Luo Zhang Cun, the urban village around Aishilingeng, consisted mainly of old multi-story houses decorated with dirty white tiles, the same buildings built all over the rest of China from the 80s to early 00s. In general, the quality of these buildings is very low, the hygienic conditions are poor. These kind of old districts are difficult to control since developing into a myriad of narrow streets and alleyways that wind between the mainly illegal buildings. Landowners rent them to the city’s floating population, unable to afford an apartment in other areas of the city: urban villages have become the breeding grounds for social problems such as prostitution, child labor, crime, drug addiction, and alcoholism.
The district was inhabited by Yunnanese, people from Kunming, and people arriving from the neighboring provinces and countries, such as Vietnam, Laos, and Myanmar. They took menial jobs to support themselves and their families and they lived in difficult conditions. Most of the population consisted of small artisans, shopkeepers, restaurateurs, hairdressers, construction workers, waiters, shop assistants, improvised pharmacists and doctors, masseuses, and prostitutes.

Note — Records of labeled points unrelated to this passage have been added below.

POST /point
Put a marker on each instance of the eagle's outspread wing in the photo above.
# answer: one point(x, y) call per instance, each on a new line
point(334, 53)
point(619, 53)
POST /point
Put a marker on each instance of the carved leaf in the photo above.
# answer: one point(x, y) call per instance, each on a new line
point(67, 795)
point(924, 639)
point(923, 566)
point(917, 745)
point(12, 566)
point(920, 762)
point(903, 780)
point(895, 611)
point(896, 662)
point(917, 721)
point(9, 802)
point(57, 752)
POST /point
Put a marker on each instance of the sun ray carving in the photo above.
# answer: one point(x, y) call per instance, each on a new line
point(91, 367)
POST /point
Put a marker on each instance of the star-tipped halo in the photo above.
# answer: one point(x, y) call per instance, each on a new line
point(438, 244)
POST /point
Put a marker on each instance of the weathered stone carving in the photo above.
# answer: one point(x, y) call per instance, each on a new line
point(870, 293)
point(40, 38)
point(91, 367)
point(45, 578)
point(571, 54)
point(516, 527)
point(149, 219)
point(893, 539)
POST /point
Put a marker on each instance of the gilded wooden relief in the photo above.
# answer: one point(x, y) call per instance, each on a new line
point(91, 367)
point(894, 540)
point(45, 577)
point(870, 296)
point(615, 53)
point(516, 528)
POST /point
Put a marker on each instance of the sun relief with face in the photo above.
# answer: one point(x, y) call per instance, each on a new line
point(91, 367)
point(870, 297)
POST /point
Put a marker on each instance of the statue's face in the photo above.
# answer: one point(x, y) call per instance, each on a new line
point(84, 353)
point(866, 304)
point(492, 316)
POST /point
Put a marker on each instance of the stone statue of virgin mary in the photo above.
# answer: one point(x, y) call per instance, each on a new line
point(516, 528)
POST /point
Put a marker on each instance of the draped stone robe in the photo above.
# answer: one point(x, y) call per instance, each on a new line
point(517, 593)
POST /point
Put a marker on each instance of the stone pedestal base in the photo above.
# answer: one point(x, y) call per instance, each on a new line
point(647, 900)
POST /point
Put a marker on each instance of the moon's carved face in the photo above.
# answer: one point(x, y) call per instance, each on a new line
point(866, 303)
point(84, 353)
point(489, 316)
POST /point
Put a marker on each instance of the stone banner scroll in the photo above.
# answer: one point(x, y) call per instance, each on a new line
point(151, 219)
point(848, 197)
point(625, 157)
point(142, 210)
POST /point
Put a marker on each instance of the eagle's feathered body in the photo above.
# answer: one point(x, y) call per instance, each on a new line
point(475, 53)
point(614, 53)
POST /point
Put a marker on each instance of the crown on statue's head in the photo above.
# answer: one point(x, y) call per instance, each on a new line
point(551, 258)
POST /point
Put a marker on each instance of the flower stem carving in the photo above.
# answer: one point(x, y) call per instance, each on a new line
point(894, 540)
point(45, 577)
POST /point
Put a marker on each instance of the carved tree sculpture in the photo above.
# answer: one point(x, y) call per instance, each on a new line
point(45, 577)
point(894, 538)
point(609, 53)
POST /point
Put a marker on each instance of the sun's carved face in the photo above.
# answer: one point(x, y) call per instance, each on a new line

Villages like Luo Zhang Cun used to be located on the outskirts of the city. With the expansion of the city, farmlands formerly cultivated by the villagers were mandatorily purchased and turned into urban land by the government. Soon after their purchase, villages tend to be surrounded by rising skyscrapers. Though located in an urban area, they are still “rural”. Consequently, the villages become independent kingdoms, outside the laws and urban planning.
Young Chinese people have no recollection of the recent Chinese past’s miseries. They spend their evenings drinking and fooling around in shaokaos, in makeshift bars and dance halls.

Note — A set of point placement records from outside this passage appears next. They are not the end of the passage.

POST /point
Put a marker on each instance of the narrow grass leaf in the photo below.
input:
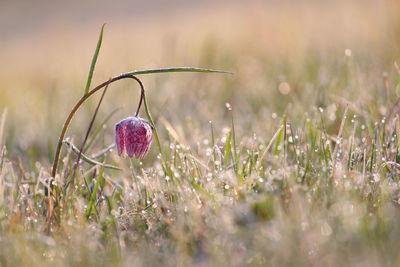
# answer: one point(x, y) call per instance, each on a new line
point(94, 60)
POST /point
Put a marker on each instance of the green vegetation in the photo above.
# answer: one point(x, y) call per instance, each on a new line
point(300, 165)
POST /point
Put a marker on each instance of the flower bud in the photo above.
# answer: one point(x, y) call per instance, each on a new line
point(133, 137)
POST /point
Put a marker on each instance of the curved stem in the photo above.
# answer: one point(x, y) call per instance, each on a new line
point(79, 104)
point(142, 99)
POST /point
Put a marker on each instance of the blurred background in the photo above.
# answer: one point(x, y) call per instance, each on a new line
point(287, 56)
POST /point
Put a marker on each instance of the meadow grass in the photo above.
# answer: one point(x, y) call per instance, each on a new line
point(292, 161)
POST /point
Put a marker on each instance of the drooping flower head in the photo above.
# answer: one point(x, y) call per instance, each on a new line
point(133, 137)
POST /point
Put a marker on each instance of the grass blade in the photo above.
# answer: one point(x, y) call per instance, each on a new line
point(94, 60)
point(178, 69)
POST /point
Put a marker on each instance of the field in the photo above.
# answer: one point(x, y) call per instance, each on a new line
point(291, 159)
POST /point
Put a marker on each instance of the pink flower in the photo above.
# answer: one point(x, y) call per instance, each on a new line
point(133, 137)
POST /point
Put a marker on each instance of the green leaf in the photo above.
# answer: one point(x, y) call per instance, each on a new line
point(179, 69)
point(94, 60)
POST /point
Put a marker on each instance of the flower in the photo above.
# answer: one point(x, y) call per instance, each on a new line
point(133, 137)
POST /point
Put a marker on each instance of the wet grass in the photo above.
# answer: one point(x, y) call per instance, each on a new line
point(292, 161)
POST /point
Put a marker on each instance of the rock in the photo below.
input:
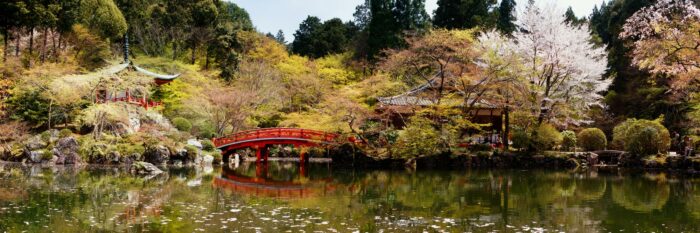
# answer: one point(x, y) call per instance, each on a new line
point(204, 160)
point(114, 157)
point(36, 143)
point(144, 168)
point(195, 143)
point(195, 182)
point(207, 159)
point(66, 151)
point(34, 156)
point(157, 154)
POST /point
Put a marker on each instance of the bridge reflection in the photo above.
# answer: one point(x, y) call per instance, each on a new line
point(266, 183)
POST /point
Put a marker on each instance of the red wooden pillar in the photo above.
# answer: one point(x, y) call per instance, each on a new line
point(258, 154)
point(303, 171)
point(262, 153)
point(303, 157)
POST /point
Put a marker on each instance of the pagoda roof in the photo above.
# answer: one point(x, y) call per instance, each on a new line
point(120, 67)
point(416, 97)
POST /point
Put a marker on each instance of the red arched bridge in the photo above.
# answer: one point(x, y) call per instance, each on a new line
point(260, 139)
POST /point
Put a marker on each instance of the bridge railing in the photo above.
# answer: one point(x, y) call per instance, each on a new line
point(272, 133)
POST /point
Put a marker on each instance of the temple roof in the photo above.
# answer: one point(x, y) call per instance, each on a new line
point(416, 97)
point(120, 67)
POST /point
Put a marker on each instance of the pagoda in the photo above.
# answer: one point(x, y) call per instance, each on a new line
point(104, 95)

Despite the environment, residents were leading their lives normally: those pursuing their desires and passions, those looking to get rich at any cost, and those who had to fight to get through the day. A microcosm of stories and social relations.
Chinese urban villages are inhabited by the poor and transient, and they are associated with overcrowding, social problems, and squalor. They are intensely developed, heavily populated, and lack infrastructure.
From 1949 to 1982, the pace of urbanization in China was slow. Within the later four years, the urban population increased to 37 percent of the total population as a result of large numbers of surplus agricultural workers migrated to urban areas. The Chinese government ultimately aims to integrate about 70% of China’s population, about 900 million people, into cities by 2025. 300 million people living in rural areas will move into cities. Every year, fast urbanization will create at least 1 trillion yuan in investment opportunities in building public utilities in the cities such as waste treatment, heating, and water supply.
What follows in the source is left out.